Senate Minority Whip Dick Durbin (D-Ill.), Rep. Sandy Levin (D-Mich.) and five other Democratic lawmakers are proposing to ban companies that shift their legal address abroad and score a lower tax bill from getting government contracts.
Democrats attacked those offshore deals, known as inversions, for much of 2014. But procurement records show some companies that have headed abroad still receive government contracts — even from the Treasury Department, which released rules last year seeking to make inversions less attractive.
“With every successful inversion, the tax burden increases on the rest of us to pay what the corporate inverter doesn’t,” Durbin said in a statement. “The burden is made worse by allowing companies to profit off of federal contracts paid for by U.S. taxpayers, while those very companies run from their U.S. tax responsibility.”
Sens.
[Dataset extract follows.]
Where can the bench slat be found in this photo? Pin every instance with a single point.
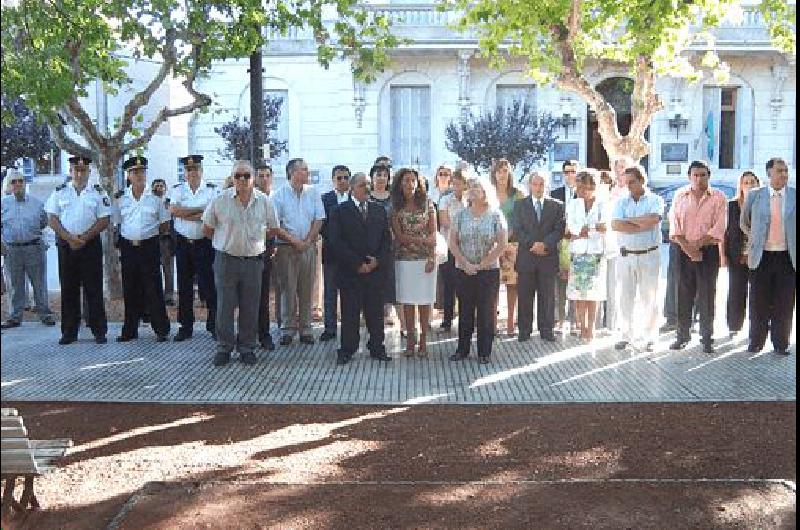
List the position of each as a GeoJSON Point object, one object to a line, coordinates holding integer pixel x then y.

Al Franken (D-Minn.), Jack Reed (D-R.I.) and Sheldon Whitehouse (D-R.I.) are also sponsors of the measure, as are Reps. Rosa DeLauro (D-Conn.) and Lloyd Doggett (D-Texas).
In a release, the lawmakers said that inverted companies have gotten $1 billion worth of contracts over the last five years.
The legislation stands little chance of gaining traction in a GOP-controlled Congress. Democrats had hoped that inversions would catch on in the 2014 campaign, but the issue largely fizzled in the midterm campaign.